You may accidentally break someone else's mod if both you and they
include my mod.
On a more personal note, it means that I don't get feedback on
whether people like, or are actively using my mod, so if Paradox
add a new feature to the game engine that would make my mod better,
I may not think it's worth the effort to improve this mod.
6. Given the above, why might I still want to include your mod in my mod?
If it's a total conversion then it's less likely that there'll be
other mods installed that would conflict, so you don't need to worry
about that.
Any changes to my mod will be focussing on improving the core features,
but it's possible that your mod may conflict with a future version
of my mod. So including a specific version of my mod would prevent
updates to my mod causing problems.
If you heavily depend on functionality provided by my mod, then
including my mod would prevent your users from having broken
installations if they forgot to include my mod.

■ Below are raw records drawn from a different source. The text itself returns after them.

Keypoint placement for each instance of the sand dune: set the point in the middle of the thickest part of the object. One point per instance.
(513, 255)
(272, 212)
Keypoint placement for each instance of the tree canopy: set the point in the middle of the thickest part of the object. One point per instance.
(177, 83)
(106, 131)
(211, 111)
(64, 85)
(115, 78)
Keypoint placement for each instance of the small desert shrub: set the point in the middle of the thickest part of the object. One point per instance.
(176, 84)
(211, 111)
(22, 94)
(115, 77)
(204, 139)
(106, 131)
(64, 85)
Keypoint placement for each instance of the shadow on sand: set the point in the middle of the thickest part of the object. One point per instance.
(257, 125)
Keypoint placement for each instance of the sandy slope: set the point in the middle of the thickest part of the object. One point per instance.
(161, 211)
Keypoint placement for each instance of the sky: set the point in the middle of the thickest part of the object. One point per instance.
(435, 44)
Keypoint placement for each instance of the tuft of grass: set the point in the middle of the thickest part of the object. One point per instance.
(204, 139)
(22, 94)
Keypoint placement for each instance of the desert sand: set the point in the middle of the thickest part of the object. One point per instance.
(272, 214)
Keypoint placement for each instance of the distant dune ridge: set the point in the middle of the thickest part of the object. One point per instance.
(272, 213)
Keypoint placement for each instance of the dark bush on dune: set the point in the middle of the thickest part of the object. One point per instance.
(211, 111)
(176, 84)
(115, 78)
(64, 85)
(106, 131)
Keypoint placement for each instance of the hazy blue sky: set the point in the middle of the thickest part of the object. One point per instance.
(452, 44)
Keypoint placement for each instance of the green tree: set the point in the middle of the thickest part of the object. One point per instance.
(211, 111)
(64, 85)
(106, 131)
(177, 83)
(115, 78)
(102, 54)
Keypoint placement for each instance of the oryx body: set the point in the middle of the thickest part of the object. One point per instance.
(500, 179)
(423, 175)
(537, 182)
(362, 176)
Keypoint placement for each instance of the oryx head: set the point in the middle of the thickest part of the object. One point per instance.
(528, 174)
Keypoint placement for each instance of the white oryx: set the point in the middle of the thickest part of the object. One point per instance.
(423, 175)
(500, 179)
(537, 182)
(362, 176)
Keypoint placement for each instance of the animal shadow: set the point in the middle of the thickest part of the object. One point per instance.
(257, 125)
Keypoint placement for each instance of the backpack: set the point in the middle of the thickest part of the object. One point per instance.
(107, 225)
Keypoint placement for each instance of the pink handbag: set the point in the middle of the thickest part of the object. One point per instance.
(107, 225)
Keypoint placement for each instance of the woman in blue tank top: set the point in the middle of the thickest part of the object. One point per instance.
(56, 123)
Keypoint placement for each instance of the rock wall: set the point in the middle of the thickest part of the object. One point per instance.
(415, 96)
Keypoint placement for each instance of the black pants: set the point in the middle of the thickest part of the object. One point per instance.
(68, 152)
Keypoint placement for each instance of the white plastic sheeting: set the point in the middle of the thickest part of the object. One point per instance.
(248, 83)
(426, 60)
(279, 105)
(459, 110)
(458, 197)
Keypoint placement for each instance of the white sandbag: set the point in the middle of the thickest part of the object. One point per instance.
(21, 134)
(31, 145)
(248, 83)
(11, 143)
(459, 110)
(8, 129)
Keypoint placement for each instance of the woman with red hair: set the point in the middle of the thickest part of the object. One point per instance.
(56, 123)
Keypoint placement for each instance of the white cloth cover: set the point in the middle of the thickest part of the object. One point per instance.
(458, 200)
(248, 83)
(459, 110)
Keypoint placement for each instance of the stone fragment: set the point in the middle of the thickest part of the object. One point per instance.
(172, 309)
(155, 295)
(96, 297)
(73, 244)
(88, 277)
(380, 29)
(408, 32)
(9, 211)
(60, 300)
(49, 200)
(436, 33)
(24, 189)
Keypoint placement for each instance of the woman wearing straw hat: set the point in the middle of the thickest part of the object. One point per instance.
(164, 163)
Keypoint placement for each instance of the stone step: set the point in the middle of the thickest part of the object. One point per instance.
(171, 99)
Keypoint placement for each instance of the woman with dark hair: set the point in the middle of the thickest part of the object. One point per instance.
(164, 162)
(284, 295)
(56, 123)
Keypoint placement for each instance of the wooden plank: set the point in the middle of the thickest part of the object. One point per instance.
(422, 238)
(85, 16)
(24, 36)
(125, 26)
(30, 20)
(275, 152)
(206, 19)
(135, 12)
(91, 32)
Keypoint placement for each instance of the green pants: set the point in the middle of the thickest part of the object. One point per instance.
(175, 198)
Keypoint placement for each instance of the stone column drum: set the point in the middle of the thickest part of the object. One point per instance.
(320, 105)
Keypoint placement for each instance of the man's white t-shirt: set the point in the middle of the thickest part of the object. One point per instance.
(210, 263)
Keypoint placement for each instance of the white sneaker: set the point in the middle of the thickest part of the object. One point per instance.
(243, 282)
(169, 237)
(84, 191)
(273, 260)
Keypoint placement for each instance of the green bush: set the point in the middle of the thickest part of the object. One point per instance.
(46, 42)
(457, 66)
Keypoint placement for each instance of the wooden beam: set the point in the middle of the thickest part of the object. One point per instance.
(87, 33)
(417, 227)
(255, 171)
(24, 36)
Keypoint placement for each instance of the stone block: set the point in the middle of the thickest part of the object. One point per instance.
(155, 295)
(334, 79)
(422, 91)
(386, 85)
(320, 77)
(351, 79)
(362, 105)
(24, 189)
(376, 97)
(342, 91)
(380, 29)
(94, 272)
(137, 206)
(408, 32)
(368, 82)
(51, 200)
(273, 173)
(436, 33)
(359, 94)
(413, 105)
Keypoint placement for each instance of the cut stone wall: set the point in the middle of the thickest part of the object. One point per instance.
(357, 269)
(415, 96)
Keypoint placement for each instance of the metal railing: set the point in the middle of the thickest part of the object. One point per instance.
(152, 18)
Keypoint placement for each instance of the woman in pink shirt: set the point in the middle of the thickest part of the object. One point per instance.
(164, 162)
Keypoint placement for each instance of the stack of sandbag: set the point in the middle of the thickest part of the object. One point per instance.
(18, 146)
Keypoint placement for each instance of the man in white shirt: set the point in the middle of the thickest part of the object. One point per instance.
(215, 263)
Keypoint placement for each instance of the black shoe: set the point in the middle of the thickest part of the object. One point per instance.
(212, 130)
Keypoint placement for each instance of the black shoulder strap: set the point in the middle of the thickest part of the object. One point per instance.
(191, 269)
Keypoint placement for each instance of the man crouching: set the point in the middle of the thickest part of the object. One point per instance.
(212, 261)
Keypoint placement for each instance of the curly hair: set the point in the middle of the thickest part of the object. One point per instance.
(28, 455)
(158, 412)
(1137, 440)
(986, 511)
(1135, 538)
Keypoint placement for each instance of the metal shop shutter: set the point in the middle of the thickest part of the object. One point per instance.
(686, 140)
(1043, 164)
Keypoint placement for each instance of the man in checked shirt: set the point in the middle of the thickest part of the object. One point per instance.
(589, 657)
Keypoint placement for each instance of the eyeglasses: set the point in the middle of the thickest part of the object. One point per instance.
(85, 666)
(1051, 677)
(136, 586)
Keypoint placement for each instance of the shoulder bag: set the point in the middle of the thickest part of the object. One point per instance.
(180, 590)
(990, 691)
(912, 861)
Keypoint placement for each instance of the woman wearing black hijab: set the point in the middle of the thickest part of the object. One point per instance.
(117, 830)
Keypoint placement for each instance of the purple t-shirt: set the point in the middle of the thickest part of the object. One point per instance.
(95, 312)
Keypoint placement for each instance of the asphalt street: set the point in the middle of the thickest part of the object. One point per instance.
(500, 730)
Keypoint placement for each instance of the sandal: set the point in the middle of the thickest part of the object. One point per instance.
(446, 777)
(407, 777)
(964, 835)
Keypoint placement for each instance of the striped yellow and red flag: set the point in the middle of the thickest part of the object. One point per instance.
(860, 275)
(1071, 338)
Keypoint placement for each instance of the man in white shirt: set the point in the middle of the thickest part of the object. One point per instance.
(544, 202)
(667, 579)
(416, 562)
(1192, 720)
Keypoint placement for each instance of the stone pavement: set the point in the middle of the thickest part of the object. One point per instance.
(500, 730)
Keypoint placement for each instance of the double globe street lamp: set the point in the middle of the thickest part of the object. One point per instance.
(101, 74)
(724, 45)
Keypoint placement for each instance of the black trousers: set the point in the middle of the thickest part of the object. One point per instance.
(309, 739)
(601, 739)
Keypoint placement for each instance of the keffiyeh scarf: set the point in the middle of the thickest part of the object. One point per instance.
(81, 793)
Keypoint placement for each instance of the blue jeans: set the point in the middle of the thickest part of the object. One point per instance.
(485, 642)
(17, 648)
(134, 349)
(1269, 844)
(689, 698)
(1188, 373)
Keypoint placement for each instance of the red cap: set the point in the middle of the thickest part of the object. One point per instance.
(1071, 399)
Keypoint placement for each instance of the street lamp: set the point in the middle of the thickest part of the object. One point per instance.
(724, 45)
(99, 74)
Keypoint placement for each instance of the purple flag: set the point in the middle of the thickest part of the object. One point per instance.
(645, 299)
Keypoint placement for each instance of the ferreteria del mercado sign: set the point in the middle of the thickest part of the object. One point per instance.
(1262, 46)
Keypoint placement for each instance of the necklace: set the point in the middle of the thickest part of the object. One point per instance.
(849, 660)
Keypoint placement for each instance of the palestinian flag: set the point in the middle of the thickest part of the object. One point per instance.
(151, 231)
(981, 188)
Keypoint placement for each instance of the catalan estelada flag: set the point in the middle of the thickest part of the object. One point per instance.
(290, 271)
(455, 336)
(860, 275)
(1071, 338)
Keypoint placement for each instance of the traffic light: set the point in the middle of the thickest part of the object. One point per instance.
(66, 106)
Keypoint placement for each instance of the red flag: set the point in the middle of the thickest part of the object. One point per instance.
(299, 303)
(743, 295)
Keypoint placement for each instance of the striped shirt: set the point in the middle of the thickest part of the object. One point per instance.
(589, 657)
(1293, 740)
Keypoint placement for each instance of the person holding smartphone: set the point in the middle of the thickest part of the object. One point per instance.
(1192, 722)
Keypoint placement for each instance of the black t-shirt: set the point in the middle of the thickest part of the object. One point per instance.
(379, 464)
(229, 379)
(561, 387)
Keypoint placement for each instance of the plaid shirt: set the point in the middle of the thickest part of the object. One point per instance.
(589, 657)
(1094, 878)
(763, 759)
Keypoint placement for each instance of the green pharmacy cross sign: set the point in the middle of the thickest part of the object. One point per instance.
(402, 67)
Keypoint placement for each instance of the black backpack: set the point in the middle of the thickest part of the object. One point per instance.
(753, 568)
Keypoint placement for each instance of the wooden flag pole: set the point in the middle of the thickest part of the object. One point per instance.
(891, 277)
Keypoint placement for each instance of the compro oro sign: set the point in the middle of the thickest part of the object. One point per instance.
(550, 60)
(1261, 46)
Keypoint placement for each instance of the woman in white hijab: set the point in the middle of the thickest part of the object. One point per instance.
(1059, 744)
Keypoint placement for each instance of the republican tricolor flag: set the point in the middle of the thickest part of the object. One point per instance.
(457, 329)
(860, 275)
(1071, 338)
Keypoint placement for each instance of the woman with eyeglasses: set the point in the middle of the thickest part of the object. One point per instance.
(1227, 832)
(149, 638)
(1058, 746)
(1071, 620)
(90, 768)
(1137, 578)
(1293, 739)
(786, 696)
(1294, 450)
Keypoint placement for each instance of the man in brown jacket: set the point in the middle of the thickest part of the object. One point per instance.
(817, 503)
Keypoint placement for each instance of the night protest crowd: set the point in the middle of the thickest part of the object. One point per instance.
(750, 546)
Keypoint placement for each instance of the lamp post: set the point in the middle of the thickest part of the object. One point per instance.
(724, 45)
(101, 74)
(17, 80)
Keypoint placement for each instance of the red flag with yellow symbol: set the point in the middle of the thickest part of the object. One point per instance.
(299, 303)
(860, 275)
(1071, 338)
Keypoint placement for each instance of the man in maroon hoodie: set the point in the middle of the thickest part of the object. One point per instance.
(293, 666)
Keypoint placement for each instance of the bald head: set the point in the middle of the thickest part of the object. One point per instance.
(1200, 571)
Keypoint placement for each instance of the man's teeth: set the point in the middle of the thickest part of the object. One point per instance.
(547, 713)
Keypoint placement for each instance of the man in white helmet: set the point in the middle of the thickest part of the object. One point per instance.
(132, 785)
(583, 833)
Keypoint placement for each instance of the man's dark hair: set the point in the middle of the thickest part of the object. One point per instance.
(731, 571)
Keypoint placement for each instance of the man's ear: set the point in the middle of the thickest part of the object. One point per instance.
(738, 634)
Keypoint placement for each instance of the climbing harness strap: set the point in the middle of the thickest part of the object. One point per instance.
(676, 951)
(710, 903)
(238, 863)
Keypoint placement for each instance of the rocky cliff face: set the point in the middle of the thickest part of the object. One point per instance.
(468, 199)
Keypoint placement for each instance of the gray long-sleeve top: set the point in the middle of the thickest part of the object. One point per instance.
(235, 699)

I'd prefer this were handled by creating a steam workshop collection
of the kind "Items that work together", so you get a subscribe to
all button to handle ensuring everything needed is instaled, but if
it's a regular occurrence that your users fail to install dependent
mods, then it may be the best approach.
TODO
====
* Consider how best to balance the decisions.
Perhaps High Kingdom as King should have a prestige cost, and High
Kingdoms as Emperor should require Imperial Administration.
* Consider how to create Viceroyal High Kingdoms for Vassals.
It's undocumented on ck2wiki.com, and there's no explicit announcement
of how to do it in the ChangeLog, other than for history files.
If there's no way to create the titles as Viceroyal, then I'll have to
create the title in the scope of the Emperor and Viceroyally grant it.
* Refactor the logic into character flags for potential High Kings,
so the selection logic can be the same for yourself being eligible
and your vassals being eligible.
Triggered modifiers may be the most convenient way to do this, but
there's no drop-in directory for them, see Feature request 4.
This can be accomplished with `character_event`s and `character_modifier`s,
but it requires more code and complexity than would be saved.
Bugs
====
* The old Kingdoms can still be created as Titular Kingdoms.
See feature request 1.
* Titular Kingdoms don't contribute towards when the decision appears.
This may either be a bug or a feature, but I don't have the choice.
See feature request 1.
* Making a High Kingdom for a Duke vassal grants the de-jure lands,
but in the process the Counts become directly your Vassal.
Feature Requests
================
1. Checking whether a title is active or changing the active status of
a title requires it to be explicitly named.
This is sufficient for base-game, as the events are tied to specific
titles, but I need to be a lot more dynamic.
To be able to handle this, I need to be able to pass a reference like
`PREV` or `THIS` to `is_title_active` and `activate_title`.
2. Allow the `empire` scope to be used on empire tier titles.
I need two different decisions to handle making High Kingdom titles
when I'm an Emperor or a King. If I could get an empire scope from
an empire then the same logic would fall through.
3. Allow drop-in directories for triggered_modifiers.txt
I need a flag for eligibility for High Kingship, but it's annoying to
have to trigger an event to add the flag and an event to remove it,
and define the flag itself, so it would be convienient to be able
to put all 3 in the same definition.